Alternatives to the C Corporation
Because of double taxation and record-keeping requirements, a C corporation isn’t appropriate for most small businesses. You may be able to reduce your tax bill and regulatory requirements by choosing another business structure. If you want to retain liability protection while avoiding double taxation, consider either the LLC or S corporation.
Here’s a list of business structures and who they’re best for:
- S corporation (S-corp): This designation is a tax status. Both LLCs and corporations can elect to be an S corporation. If your corporation doesn’t elect S-corp tax status, then it becomes a C-corp.
- Limited liability company (LLC): Companies that want to simplify state administration requirements, maintain liability protection for owners, and easily divide profits and responsibilities among members.
- Sole proprietor/partnership: The structure is for owners who don’t want the hassle of complex state filing requirements and don’t need the legal protections for their personal finances.
Unless your business is very low risk and has little chance of being sued by a customer or vendor, you will want to register as a legal entity—an LLC or corporation. Do this before you start your business so your personal assets are protected.
Frequently Asked Questions (FAQs) About C Corporations
What Is the Difference Between a C Corporation and an S Corporation?
In contrast to C corporations, S corporations are only taxed at the personal level. S corporations are also limited to up to 100 US citizen shareholders, while C corporations can have unlimited domestic and foreign investors. And lastly, S corporations are limited to one class of stock, whereas in contrast, C corporations can issue common and preferred stock.
What Is the Difference Between an S-Corp, a C-Corp, and an LLC?
LLCs and S and C corporations offer owners liability protection against the obligations of the business. However, taxation differs because LLCs and S corporations are only taxed through their owners’ personal tax returns. C-corps are taxed twice. Organize as an LLC if you want to retain flexibility in how your small business is managed and taxed.
What Are the S-Corp vs C-Corp Tax Advantages?
A significant tax advantage of S corporations is that they experience “pass-through” taxation, meaning they aren’t taxed at the corporate level.
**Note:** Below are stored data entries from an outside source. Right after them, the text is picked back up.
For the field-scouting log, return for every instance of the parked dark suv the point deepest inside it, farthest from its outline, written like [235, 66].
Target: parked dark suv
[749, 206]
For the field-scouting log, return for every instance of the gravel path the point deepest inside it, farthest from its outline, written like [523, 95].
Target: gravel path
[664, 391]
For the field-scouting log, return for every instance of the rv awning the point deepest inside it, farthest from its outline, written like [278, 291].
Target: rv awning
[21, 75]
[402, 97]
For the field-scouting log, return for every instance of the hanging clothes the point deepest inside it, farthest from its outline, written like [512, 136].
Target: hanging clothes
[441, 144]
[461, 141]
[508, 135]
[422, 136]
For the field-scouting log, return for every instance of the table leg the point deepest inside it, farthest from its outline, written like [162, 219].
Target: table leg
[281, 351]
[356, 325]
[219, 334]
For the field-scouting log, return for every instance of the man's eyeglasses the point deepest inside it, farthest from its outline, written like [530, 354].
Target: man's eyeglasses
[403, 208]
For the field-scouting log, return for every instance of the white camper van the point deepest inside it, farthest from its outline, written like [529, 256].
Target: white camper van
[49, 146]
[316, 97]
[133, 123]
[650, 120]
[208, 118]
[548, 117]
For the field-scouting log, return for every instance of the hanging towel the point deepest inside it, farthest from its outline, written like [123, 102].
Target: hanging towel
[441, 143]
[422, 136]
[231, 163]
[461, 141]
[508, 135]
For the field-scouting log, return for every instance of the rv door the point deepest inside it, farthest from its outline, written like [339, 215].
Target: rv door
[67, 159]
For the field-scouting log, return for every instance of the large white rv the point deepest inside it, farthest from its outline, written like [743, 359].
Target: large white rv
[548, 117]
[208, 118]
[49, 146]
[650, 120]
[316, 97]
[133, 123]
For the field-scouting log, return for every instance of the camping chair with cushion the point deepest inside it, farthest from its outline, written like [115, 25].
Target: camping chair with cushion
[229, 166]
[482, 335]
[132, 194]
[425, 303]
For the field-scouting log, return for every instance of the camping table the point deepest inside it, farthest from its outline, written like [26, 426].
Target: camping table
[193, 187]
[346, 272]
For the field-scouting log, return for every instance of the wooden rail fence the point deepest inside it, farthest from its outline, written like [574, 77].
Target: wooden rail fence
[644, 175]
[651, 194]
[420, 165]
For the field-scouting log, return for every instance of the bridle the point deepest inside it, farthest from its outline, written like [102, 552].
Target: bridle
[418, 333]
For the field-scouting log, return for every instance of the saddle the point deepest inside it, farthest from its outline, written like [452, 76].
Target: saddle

Instead, corporate profits, losses, credits, and deductions are reflected on individual shareholder returns. C corporations are taxed at the corporate and shareholder level. Still, they are advantageous for companies where shareholders receive salaries instead of dividends.
C corporations are business entities that provide liability protection to owners and maintain more flexible voting and ownership structures than S corporations. C corporations are taxed at both the corporate and shareholder level but offer tax benefits like business expense deductions. You should organize your business as a C-corp if you have a large company or plan to grow quickly with investors.